Jinguan Electric Co.Ltd(688517) : performance report of the audit committee of the board of directors in 2021

Jinguan Electric Co.Ltd(688517) 2021 Audit Committee of the board of directors

Performance report

As the current member of the audit committee of the board of directors of Jinguan Electric Co.Ltd(688517) (hereinafter referred to as “the company”), I hereby report to the board of directors on the performance of my duties in 2021 as follows:

1、 Basic information of the Audit Committee during the reporting period

The members of the company’s audit committee remained stable in 2021, as follows:

Director and chairman of the special committee

Audit Committee Li Bin, Jia Na, Cui Xi

1. Mr. Li Bin, born in 1981, Chinese nationality, without overseas permanent residency, has a bachelor’s degree, certified public accountant and senior accountant. From July 2002 to January 2006, he served as the accountant in charge of Zhengzhou Huanyu Real Estate Co., Ltd; From January 2006 to December 2012, successively served as auditor, project manager and senior project manager of Henan Branch of Tianjian Zhengxin certified public accountants Co., Ltd; From January 2013 to June 2013, served as senior project manager of Henan Branch of Dahua Certified Public Accountants (special general partnership); From July 2013 to now, he has served as deputy director of Henan Branch of Dahua Certified Public Accountants (special general partnership); From June 2018 to now, he has served as Jinguan Electric Co.Ltd(688517) independent director.
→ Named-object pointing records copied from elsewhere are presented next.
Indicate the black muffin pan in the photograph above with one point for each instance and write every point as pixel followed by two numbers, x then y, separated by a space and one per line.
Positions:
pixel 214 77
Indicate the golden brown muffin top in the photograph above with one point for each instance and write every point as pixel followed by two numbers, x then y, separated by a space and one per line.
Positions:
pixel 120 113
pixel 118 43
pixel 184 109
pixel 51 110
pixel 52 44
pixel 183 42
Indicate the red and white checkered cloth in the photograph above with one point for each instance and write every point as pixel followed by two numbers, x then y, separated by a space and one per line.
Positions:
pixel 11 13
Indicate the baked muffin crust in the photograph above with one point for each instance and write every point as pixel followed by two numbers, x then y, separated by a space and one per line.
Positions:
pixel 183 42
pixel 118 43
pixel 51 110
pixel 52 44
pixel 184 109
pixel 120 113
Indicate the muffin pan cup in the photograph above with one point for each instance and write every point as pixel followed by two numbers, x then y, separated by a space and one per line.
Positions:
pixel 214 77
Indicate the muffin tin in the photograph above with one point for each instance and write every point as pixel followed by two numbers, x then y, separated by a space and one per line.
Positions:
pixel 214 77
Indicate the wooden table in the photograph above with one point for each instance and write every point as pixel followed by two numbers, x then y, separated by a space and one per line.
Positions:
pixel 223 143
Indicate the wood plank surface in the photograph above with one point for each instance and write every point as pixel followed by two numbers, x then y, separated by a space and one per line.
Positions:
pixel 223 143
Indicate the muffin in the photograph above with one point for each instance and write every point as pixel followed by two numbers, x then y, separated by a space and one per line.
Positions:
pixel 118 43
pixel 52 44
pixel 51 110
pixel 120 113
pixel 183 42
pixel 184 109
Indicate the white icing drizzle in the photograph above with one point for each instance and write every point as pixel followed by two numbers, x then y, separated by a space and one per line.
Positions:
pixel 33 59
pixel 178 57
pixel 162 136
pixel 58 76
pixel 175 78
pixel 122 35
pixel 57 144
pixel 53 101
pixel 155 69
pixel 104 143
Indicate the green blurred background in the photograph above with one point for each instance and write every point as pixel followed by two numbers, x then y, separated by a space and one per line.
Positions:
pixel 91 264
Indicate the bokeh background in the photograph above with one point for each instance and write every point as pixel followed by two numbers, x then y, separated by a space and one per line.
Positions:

2. Ms. Jia Na, born in 1980, Chinese nationality, without overseas permanent residency, bachelor degree, EMBA of China Europe International Business School, senior economist. From January 2003 to March 2005, he served as the accountant of Henan JinGuanWangMa Information Industry Co., Ltd; From April 2005 to February 2010, served as an employee of the Finance Department of Nanyang Jinguan Electric Co.Ltd(688517) Co., Ltd; From March 2010 to February 2013, served as the financial manager of Nanyang Jinguan Electric Co.Ltd(688517) Co., Ltd; From March 2013 to April 2014, served as deputy general manager and chief financial officer of Nanyang Jinguan Electric Co.Ltd(688517) Co., Ltd; From April 2014 to June 2018, he served as director, deputy general manager and chief financial officer of Nanyang Jinguan Electric Co.Ltd(688517) Co., Ltd; From June 2018 to June 2019, served as Jinguan Electric Co.Ltd(688517) director, deputy general manager and chief financial officer; From June 2019 to now, he has served as Jinguan Electric Co.Ltd(688517) director and deputy general manager; Served as the executive partner of Shenzhen Zhongrui Boyuan Investment Center (limited partnership) since April 2020; Secretary of Jinguan Electric Co.Ltd(688517) board of directors since July 2021; From December 2021 to now, concurrently served as Jinguan Electric Co.Ltd(688517) chief financial officer.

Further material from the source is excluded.